David Betz · 2011-03-23 03:49

RossH wrote: »

Hi Dr_A,

I thought David would answer this question, so I didn't.

Yes, xbasic runs on the DracBlade using the same caching driver as the C3. It is slightly faster than on the C3 - say 5s rather than 6s or 7s to run David's test program.

I don't think David would regard that as a really significant speed up.

However, just out of interest, I also tried it on the RamBlade and it runs in about 1.5s - this is partly due to the faster XMM RAM on the RamBlade (I think it is the fastest platform in that respect) and also because the RamBlade clock speed is 100Mz instead of 80Mhz. I wonder if David would consider that fast enough for his purposes?

Ross.

Sorry I didn't post my reply in here. I was trying not to hijack your thread to discuss xbasic. I guess I should try the RamBlade. I've had one for a long time but have never done anything with it. I guess I stopped when I discovered that you couldn't use the standard pin 31/30 serial I/O. How do you have your RamBlade configured?

Thanks,
David

RossH · 2011-03-23 04:10

David Betz wrote: »

Sorry I didn't post my reply in here. I was trying not to hijack your thread to discuss xbasic. I guess I should try the RamBlade. I've had one for a long time but have never done anything with it. I guess I stopped when I discovered that you couldn't use the standard pin 31/30 serial I/O. How do you have your RamBlade configured?

Thanks,
David

Just with the SRAM and SD Card. I just use the normal PropPlug for comms. As shown on the diagram below, you plug it onto the middle 4 pins for programming the EEPROM, and the bottom 4 pins for terminal I/O (and use Catalyst to load programs off the SD Card).

Ross.

David Betz · 2011-03-23 04:14

Thanks Ross! I'll have to try that setup. I guess I was put off a bit by the fact that I would have to reconnect the serial interface to reprogram the card. It makes development a bit of a pain. I wonder why he used the high numbered pins for his SRAM interface?

RossH · 2011-03-23 04:31

David Betz wrote: »

Thanks Ross! I'll have to try that setup. I guess I was put off a bit by the fact that I would have to reconnect the serial interface to reprogram the card. It makes development a bit of a pain. I wonder why he used the high numbered pins for his SRAM interface?
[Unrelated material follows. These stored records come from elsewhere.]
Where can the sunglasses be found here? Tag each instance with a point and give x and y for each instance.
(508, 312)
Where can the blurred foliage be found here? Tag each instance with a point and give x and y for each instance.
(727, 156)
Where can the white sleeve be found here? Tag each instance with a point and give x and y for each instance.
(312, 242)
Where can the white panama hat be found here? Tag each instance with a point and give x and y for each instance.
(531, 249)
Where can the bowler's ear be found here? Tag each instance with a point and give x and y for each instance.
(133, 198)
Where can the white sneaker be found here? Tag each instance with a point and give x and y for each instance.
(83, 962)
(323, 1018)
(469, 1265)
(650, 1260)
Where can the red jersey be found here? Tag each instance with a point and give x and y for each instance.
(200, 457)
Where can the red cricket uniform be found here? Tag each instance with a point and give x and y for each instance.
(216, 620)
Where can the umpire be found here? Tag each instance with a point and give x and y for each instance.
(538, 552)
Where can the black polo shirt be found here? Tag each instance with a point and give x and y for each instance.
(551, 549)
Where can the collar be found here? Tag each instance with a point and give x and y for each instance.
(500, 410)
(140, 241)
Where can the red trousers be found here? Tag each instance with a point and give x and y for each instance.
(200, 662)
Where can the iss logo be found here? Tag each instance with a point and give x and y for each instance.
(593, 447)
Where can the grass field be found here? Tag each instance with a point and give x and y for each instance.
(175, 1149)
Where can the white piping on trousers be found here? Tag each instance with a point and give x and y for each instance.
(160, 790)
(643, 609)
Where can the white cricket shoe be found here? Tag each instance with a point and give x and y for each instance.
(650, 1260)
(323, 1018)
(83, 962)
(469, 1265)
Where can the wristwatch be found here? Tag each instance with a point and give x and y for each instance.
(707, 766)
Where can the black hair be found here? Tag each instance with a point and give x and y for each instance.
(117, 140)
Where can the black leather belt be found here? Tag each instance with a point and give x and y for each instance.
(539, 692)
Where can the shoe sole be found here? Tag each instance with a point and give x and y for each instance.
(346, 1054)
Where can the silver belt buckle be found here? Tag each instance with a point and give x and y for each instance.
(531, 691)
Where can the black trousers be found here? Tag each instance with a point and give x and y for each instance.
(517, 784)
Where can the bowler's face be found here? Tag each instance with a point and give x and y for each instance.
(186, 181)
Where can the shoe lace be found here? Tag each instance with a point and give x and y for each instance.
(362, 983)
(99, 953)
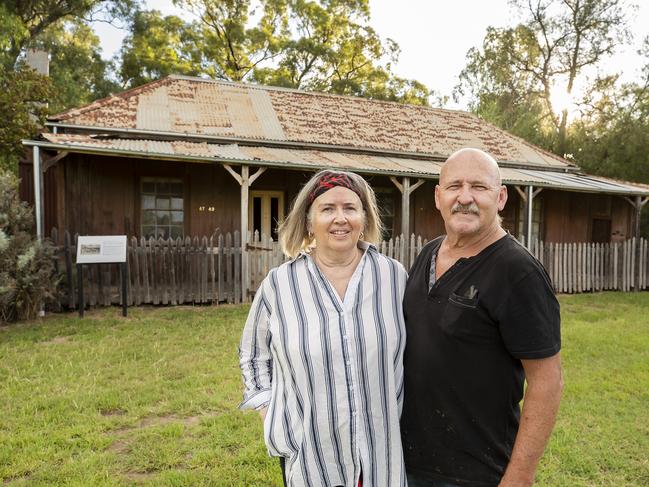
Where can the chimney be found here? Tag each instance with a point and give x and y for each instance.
(38, 60)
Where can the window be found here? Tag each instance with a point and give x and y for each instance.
(537, 204)
(162, 208)
(265, 212)
(385, 202)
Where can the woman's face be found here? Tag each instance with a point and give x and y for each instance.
(336, 220)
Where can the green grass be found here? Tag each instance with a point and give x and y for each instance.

If I know Cluso, it was done for a good reason - most likely because it allowed the SRAM to be used with the least possible number of instructions.

Ross.

P.S. In a lot of ways, the RamBlade is my favorite board. If only it could be powered by the USB port, it would be the ideal "portable" Prop platform!

David Betz · 2011-03-23 04:35

Yes, it is a nice board. I guess I've just been too lazy to hook mine up. I wonder if he is still selling them?

RossH · 2011-04-01 17:52

All,

Catalina 3.0 has been released. It has a new thread here.

Ross.

Dr_Acula · 2011-04-03 05:11

The cogjects project now has 8 cogjects. These can be used by Spin, and they can also be used by Catalina. I have plans to write drivers for other languages as well.

What this means in C is that no more 'inline' pasm code in the C program. Do the debugging in Spin and then when it works, move it over to C. The following code is for the Serial driver and I have left the Spin code in as this will be useful in translating spin in the future.

From a practical perspective, Spin can only do so much even with cogjects. The SD driver takes about 1/4 of hub, a decent video buffer takes just under 20k, and there is not much space left for code.

C in XMM on the other hand puts the SD driver into external memory and most of the hub is free for a video buffer.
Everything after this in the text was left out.